GDPR gives EU citizens multiple digital data rights, perhaps the most important one being the right to be forgotten. But today, our every search, click, and swipe leaves an online trail through web caches and cookies. There are millions of smartphone apps that gather the personal information of users every day. And tech giants collect massive amounts of data on consumers which they monetize through their ad business. In this digital data-driven age, the task of anonymizing the information of users can not only be challenging for companies, but also costly.
GDPR is slated to come into effect on May 25th, leaving Europe-based companies, as well as those in other countries that handle the data of EU citizens, scrambling to get their data protection measures and controls in order. Companies that mishandle data, and fail to comply with GDPR run the risk of huge fines – the maximum being up to 20 million euros or 4% of a company’s annual global turnover, whichever is higher. Rather than face these hefty fines, some tech vendors have exited Europe. Meanwhile, the gaming industry is closing down multiplayer battle arenas like Edge of Reality’s shooter Loadout and Uber Entertainment’s Monday Night Combat, citing the high costs of regulatory compliance. As the digital marketing industry relies heavily on search-based targeting for ads, GDPR has forced even the biggest and most powerful players in the ad industry like Facebook and Google to overhaul their modus operandi.

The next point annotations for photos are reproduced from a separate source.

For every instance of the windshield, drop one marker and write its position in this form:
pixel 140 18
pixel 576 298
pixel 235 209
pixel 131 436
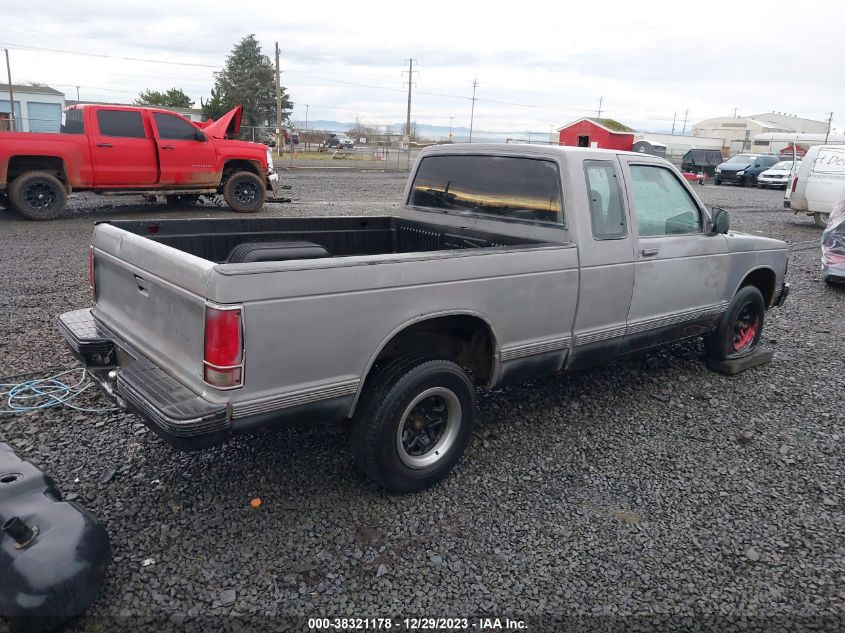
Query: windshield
pixel 784 164
pixel 742 158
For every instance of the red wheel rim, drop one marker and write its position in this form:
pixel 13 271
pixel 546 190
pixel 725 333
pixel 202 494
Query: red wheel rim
pixel 745 329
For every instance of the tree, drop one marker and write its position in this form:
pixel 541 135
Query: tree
pixel 248 79
pixel 173 98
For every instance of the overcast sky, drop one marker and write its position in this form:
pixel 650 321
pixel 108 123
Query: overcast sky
pixel 538 65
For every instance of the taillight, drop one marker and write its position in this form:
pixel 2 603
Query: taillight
pixel 223 350
pixel 91 281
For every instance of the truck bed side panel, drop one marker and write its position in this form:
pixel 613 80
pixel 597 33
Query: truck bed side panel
pixel 336 317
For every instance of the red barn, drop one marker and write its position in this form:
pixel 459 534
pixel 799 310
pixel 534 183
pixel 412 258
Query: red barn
pixel 594 132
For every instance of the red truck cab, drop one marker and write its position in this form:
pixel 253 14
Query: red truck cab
pixel 126 149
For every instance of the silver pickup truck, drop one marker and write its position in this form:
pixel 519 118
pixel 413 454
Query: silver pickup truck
pixel 506 262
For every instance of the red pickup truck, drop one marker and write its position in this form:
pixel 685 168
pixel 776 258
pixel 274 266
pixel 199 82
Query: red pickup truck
pixel 124 149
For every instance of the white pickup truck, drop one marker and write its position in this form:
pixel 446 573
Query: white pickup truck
pixel 506 262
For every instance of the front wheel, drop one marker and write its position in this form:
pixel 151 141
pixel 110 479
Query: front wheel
pixel 738 335
pixel 821 219
pixel 414 422
pixel 244 192
pixel 38 195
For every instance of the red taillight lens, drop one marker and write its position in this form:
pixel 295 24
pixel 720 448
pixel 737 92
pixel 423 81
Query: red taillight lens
pixel 223 355
pixel 91 282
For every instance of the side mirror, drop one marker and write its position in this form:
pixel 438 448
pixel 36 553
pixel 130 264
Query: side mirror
pixel 721 221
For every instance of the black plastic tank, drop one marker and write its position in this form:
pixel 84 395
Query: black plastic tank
pixel 53 554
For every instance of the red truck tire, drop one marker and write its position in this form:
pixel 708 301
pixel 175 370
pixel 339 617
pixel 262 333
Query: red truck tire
pixel 244 192
pixel 38 195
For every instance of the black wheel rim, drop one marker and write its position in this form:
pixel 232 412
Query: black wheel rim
pixel 746 329
pixel 40 196
pixel 246 192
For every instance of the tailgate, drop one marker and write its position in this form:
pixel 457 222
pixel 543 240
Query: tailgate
pixel 153 297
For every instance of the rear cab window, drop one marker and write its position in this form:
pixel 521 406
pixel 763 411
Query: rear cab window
pixel 514 188
pixel 121 123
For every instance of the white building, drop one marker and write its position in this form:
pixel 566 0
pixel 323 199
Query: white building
pixel 678 145
pixel 738 133
pixel 37 108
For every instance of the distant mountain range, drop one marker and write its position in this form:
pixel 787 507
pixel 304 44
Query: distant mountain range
pixel 432 132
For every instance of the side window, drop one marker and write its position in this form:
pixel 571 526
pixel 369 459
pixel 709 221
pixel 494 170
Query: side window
pixel 173 128
pixel 606 213
pixel 125 123
pixel 503 186
pixel 664 207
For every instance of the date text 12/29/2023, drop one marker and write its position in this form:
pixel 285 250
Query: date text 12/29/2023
pixel 416 624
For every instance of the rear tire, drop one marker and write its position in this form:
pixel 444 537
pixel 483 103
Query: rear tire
pixel 38 195
pixel 738 335
pixel 244 192
pixel 414 422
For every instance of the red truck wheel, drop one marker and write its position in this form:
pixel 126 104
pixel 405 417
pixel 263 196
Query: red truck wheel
pixel 244 192
pixel 38 195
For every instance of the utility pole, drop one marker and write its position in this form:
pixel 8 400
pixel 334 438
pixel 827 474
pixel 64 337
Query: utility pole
pixel 280 138
pixel 472 111
pixel 11 94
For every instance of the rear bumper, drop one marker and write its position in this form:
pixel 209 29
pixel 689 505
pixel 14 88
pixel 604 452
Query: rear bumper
pixel 174 412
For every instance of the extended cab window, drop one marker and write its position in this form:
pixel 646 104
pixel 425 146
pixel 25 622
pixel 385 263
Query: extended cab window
pixel 664 207
pixel 607 216
pixel 125 123
pixel 173 128
pixel 510 187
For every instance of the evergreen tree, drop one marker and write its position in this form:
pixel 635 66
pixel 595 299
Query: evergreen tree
pixel 248 79
pixel 173 98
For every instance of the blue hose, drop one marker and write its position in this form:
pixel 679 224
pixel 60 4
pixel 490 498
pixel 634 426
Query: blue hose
pixel 44 393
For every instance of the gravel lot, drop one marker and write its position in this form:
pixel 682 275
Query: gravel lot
pixel 647 493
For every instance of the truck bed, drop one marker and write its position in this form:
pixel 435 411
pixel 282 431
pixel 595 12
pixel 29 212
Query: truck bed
pixel 216 240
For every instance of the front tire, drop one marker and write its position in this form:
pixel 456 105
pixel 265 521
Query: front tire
pixel 38 195
pixel 244 192
pixel 821 219
pixel 414 422
pixel 739 333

With the growing influence that large tech companies wield, and in the light of recent data privacy scandals such as Cambridge-Analytica, the regulation may in fact have a desired effect – reigning in the tech giants and others who profit from the personal data of users. But some experts warn of the unintended consequences of GDPR – a dystopian future for tech, monopolized by the very firms the regulation sought to keep in check, while smaller players are wiped out because they do not have the required resources to comply.